Una persona puede desmayarse, adormilarse, quedarse paralizada como reacción a un pánico inmanejable por los mecanismos adaptativos habituales. La inmovilidad, con tono muscular o sin él, asociada a la incapacidad para hablar, la analgesia y la escasa reacción a los estímulos externos son, además de legítimas, respuestas comunes frente a una violación. Lo que para la ley o para un tribunal no se considera violación porque no se acredita la resistencia de la víctima (lo que podría interpretarse como un consentimiento pasivo) representa una reacción fisiológica normal y esperada ante un miedo incontrolable, un simple -y probablemente efectivo- mecanismo de defensa involuntario que el cerebro humano comparte con el de otras especies animales.

El desconocimiento de las bases neurobiológicas del miedo y de los mecanismos de respuesta a él ha podido condicionar que dos de los tres magistrados ponentes consideren que se produjeron solo abusos sexuales debido a la falta de violencia e intimidación. Sin embargo, si la víctima no presentó lesiones traumáticas fue debido a que las coacciones que padeció pusieron en marcha un arcaico mecanismo de defensa encargado de garantizar su supervivencia. Aun entendidas en el sentido técnico-jurídico y no bajo el prisma coloquial, la violencia y la intimidación existieron, como evidencia la parálisis tónica de la víctima en respuesta a un miedo insuperable, una reacción defensiva situada en las antípodas de una muestra de consentimiento.
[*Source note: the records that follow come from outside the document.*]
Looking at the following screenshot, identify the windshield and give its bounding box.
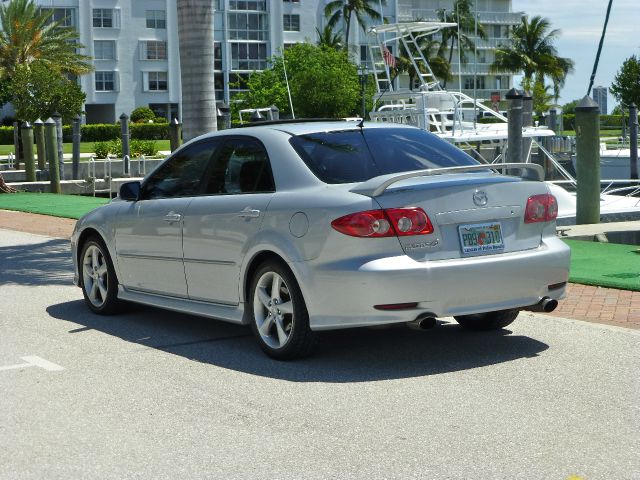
[290,128,478,183]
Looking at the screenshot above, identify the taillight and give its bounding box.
[524,193,558,223]
[331,208,433,238]
[385,208,433,237]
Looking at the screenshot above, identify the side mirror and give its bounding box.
[120,182,140,202]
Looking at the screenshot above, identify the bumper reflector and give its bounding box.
[547,282,567,290]
[373,302,418,310]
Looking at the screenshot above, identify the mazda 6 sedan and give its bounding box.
[72,121,569,359]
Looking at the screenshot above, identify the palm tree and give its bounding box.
[177,0,218,140]
[490,16,573,99]
[396,36,451,90]
[316,25,342,50]
[0,0,93,78]
[324,0,387,49]
[437,0,487,87]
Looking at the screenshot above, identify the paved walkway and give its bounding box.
[0,210,640,329]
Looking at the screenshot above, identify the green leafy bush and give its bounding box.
[80,123,120,142]
[131,123,169,140]
[130,107,156,123]
[130,140,158,158]
[93,142,110,158]
[93,138,158,158]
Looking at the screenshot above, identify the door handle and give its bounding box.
[164,212,182,223]
[238,207,260,218]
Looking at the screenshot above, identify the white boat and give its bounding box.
[369,22,640,225]
[571,143,640,180]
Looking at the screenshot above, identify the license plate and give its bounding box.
[458,223,504,253]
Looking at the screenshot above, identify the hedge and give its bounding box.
[0,123,169,145]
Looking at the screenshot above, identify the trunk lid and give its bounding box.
[375,172,548,261]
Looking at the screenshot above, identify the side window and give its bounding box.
[142,139,218,199]
[205,138,275,195]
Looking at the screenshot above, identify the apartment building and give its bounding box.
[15,0,522,123]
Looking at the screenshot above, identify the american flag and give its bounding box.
[381,45,396,68]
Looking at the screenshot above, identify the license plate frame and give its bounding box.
[458,222,504,254]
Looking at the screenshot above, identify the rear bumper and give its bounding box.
[291,237,570,330]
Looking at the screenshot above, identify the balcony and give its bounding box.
[398,4,524,25]
[451,63,513,76]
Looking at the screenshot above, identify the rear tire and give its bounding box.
[78,237,122,315]
[249,260,316,360]
[453,309,520,331]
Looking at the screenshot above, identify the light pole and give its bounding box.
[358,64,369,120]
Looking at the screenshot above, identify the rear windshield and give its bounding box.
[290,128,478,183]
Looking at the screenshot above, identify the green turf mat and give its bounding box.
[565,240,640,291]
[0,193,109,218]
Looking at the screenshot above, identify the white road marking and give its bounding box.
[0,355,64,372]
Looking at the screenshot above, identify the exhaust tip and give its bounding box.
[407,314,438,330]
[523,297,558,313]
[542,298,558,313]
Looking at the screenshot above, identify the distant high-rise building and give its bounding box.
[0,0,520,123]
[593,87,609,115]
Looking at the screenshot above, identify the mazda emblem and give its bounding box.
[473,190,489,207]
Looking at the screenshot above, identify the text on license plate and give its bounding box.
[458,223,504,253]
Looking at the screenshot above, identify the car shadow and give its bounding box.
[0,239,73,286]
[47,300,548,383]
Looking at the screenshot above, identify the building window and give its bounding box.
[464,77,484,90]
[146,10,167,29]
[42,8,78,27]
[95,72,116,92]
[93,40,116,60]
[143,72,167,92]
[229,0,267,12]
[93,8,120,28]
[282,13,300,32]
[229,13,269,40]
[360,45,368,63]
[140,40,167,60]
[231,43,267,70]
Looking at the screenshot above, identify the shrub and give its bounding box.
[130,140,158,158]
[131,123,169,140]
[130,107,156,123]
[80,123,120,142]
[93,142,110,158]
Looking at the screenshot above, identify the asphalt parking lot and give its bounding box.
[0,230,640,480]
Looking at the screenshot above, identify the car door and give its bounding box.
[115,139,217,297]
[183,136,275,305]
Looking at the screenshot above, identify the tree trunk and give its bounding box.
[177,0,218,141]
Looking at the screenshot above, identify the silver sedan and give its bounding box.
[72,121,569,359]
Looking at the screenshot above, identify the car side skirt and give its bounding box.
[118,285,249,325]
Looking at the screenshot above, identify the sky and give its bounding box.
[512,0,640,109]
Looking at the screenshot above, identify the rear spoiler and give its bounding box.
[349,163,544,197]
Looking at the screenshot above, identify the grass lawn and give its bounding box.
[0,140,169,155]
[565,240,640,291]
[0,192,109,218]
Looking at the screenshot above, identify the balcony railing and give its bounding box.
[451,63,513,76]
[398,4,524,25]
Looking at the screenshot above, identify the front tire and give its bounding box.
[249,260,316,360]
[80,237,122,315]
[453,309,520,331]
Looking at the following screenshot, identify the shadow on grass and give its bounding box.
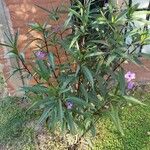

Una argumentación que no será de utilidad para el magistrado ponente del voto particular en el que estimó la absolución de los acusados sosteniendo que la víctima “ha incurrido en tan abundantes, graves y llamativas contradicciones que las modificaciones introducidas en su relato durante el acto del juicio oral constituyen auténticas retractaciones” sin considerar las graves disfunciones que se producen en las vías para la formación de la memoria durante una violación y que fue capaz de afirmar que ”la joven muestra una “innegable expresión relajada, sin asomo de rigidez o tensión”, lo que “impide sostener cualquier sentimiento de temor, asco, repugnancia, rechazo, negativa, desazón, incomodidad” sin tener en cuenta que describía una de las fases de la respuesta humana al miedo y no una humillante escena de una película pornográfica.